Thursday, March 29, 2018

Beastly Behavior

            I was in a shop the other day – no need to name it, but any woman who has been in it might recognize which shop it was – looking at some attractive serving trays painted with designs of olive trees, lemon groves, vegetables, and so on, when the proprietor of the shop approached and to my utter astonishment put his arm around my shoulders in an intimate manner and whispered in my ear, “It’s melamine.” He chuckled, tugged tighter, and whispered, “You remember melamine. All of us who were around then remember it.”

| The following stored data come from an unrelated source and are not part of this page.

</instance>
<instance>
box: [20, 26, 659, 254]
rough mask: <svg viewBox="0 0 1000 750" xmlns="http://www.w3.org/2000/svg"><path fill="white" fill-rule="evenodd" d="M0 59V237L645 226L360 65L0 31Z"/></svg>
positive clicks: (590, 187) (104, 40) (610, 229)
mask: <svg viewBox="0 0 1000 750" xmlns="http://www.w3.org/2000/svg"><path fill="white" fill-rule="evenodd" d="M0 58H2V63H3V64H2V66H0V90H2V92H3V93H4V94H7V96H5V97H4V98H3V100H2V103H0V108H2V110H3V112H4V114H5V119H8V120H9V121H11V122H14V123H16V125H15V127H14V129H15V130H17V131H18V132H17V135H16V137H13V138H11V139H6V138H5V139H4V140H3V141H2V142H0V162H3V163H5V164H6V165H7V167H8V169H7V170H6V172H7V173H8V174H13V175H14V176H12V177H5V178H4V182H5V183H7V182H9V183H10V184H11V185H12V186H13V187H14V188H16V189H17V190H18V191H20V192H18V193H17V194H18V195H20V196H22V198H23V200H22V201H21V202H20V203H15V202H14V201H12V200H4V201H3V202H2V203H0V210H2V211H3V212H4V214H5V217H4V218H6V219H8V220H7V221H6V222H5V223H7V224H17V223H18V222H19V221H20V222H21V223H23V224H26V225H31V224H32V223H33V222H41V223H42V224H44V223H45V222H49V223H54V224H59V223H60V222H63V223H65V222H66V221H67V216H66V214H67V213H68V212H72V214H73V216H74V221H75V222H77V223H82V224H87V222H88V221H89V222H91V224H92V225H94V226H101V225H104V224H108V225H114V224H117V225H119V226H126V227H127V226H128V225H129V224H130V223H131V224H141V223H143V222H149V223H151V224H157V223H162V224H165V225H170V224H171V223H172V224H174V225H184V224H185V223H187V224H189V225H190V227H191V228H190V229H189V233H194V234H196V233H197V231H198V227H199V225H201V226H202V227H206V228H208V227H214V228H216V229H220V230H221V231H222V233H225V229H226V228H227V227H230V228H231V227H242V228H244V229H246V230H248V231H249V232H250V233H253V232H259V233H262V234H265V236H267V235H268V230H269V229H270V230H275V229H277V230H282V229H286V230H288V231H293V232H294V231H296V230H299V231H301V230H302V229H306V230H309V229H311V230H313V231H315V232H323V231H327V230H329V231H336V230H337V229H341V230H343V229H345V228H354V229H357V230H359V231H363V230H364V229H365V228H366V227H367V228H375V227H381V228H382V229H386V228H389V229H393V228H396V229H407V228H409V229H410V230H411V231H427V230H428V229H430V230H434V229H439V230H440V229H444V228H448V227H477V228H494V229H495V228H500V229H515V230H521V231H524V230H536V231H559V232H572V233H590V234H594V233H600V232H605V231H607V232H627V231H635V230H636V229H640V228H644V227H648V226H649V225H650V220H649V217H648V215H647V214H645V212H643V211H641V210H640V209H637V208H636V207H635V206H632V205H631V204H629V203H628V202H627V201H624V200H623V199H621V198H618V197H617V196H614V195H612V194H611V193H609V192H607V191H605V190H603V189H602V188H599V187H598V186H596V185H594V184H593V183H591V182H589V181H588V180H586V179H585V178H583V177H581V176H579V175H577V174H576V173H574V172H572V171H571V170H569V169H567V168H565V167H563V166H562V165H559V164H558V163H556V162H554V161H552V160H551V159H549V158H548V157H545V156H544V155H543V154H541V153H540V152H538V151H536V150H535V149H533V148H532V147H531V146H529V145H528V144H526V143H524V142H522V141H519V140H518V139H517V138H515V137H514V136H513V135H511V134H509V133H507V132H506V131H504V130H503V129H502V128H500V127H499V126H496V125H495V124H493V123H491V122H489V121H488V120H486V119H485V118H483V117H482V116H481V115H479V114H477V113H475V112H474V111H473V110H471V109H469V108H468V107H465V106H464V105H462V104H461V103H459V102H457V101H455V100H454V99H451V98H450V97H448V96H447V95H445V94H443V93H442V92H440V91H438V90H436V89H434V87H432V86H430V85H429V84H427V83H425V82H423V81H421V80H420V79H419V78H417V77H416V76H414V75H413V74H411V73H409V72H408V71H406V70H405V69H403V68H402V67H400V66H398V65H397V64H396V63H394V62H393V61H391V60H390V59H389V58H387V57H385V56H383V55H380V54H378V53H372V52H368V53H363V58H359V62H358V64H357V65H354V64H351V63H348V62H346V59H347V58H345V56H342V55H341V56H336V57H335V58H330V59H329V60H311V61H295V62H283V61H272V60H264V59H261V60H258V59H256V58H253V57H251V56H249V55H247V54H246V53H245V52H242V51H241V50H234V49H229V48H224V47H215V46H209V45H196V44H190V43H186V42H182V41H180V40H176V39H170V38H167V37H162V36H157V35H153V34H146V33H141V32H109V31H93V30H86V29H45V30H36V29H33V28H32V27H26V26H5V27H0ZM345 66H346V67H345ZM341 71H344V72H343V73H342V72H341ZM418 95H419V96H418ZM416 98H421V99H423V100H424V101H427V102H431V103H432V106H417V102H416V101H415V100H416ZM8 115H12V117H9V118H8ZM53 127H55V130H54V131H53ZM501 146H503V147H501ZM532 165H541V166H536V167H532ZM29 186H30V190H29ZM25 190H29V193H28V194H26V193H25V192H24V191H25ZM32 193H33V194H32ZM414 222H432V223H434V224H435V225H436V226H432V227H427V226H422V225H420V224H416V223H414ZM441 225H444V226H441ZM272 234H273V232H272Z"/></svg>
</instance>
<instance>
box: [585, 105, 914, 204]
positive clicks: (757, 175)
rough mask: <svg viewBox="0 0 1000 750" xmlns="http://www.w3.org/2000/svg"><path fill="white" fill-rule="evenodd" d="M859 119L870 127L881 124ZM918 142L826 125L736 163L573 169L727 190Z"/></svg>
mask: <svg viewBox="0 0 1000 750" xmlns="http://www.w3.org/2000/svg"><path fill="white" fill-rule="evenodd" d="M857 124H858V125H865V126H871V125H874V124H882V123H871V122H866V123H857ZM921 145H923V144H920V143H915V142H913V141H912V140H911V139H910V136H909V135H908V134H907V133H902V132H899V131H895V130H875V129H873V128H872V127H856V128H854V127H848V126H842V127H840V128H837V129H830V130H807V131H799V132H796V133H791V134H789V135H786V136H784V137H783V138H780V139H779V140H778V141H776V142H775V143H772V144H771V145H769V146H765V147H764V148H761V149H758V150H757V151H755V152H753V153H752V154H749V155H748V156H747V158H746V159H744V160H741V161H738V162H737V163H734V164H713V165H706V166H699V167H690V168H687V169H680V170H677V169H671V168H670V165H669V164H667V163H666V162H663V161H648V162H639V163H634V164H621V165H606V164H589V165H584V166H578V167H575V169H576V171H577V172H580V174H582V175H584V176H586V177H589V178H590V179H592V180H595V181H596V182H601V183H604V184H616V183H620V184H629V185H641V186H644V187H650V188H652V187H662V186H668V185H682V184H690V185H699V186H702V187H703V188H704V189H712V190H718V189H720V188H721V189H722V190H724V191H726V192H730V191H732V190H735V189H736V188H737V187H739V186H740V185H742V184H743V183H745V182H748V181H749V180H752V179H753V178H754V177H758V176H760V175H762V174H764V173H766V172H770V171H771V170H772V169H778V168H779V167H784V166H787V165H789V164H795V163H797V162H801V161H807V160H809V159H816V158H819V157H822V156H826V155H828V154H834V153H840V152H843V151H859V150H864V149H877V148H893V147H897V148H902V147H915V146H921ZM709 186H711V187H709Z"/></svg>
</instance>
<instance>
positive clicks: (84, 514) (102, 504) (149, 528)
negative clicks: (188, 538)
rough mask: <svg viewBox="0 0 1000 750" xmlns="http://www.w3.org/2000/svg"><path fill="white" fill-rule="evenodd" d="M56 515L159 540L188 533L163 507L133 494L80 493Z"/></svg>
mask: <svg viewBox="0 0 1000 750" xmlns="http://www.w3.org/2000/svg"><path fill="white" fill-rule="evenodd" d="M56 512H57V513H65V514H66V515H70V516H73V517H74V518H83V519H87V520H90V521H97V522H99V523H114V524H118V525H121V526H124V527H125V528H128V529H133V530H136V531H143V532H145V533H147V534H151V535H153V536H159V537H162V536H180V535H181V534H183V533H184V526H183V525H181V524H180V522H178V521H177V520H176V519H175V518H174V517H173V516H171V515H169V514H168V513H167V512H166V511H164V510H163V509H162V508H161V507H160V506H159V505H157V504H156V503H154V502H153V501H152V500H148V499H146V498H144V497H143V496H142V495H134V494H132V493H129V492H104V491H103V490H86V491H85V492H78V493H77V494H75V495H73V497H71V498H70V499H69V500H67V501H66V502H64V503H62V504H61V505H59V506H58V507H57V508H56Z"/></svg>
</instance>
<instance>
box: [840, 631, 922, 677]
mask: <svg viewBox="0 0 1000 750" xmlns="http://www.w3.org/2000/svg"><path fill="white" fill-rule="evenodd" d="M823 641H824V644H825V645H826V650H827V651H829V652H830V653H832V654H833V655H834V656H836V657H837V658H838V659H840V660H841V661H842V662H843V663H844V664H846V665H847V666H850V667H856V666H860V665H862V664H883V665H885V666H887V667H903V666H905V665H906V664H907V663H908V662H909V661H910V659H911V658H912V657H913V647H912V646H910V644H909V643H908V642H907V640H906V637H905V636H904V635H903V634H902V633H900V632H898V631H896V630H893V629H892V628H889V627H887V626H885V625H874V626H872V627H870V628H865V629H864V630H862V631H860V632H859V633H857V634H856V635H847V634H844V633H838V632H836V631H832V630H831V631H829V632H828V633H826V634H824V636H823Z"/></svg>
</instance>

            I mumbled something incomprehensible, although to tell the truth, I had no idea what melamine was and I was so astonished at the intimacy of his salesmanship I didn’t know what to say. He whispered something else about the product, then was gone. Later, when I was looking at something else, he again scurried up and hugged me close to whisper something about it before darting off again.
            I mean, really! Hadn’t he been listening to the news? Wasn’t he aware that those are not socially acceptable behaviors towards women he doesn’t know – and even, depending on the woman and the circumstances, to some he does know? What right did he think he had to put his arm around me, a complete stranger, and whisper in my ear not only things about the product he was selling, but insinuations about my age? Incredulity was so great it blocked anger at the insult.  
            The man’s wife (I assume she was his wife) was watching him from behind the counter, eagle-eyed. Had she never said to him, at home, while she was preparing dinner, “You really shouldn’t treat our women customers like that,” to which he would have replied, “Oh, I’m not doing any harm. They like it.” And how would he know I didn’t like it? Would he have noticed my slight shrinking from his chummy arm? Maybe he thought I would be flattered by those attentions. I saw him put his arm around another woman customer, but I doubt he would do that to a male customer. When he chatted with a young couple also looking at items, he proved the salacious nature of his gestures with me by not putting his arm around this young woman. Her male companion was a barrier.

            I could have made a scene by demanding he take his hands off me (“You beast!”), and I probably at least should have turned immediately and walked out of the store, but I continued to browse, and in the end, because I liked it, not because I had been flattered into buying it by the selling techniques of the store owner, I bought the melamine tray, the one with a large olive tree spreading its branches over half the plate. Every time I look at it, I see, in the thick olive-green branches, a pruriently peering, luridly lurking satyr.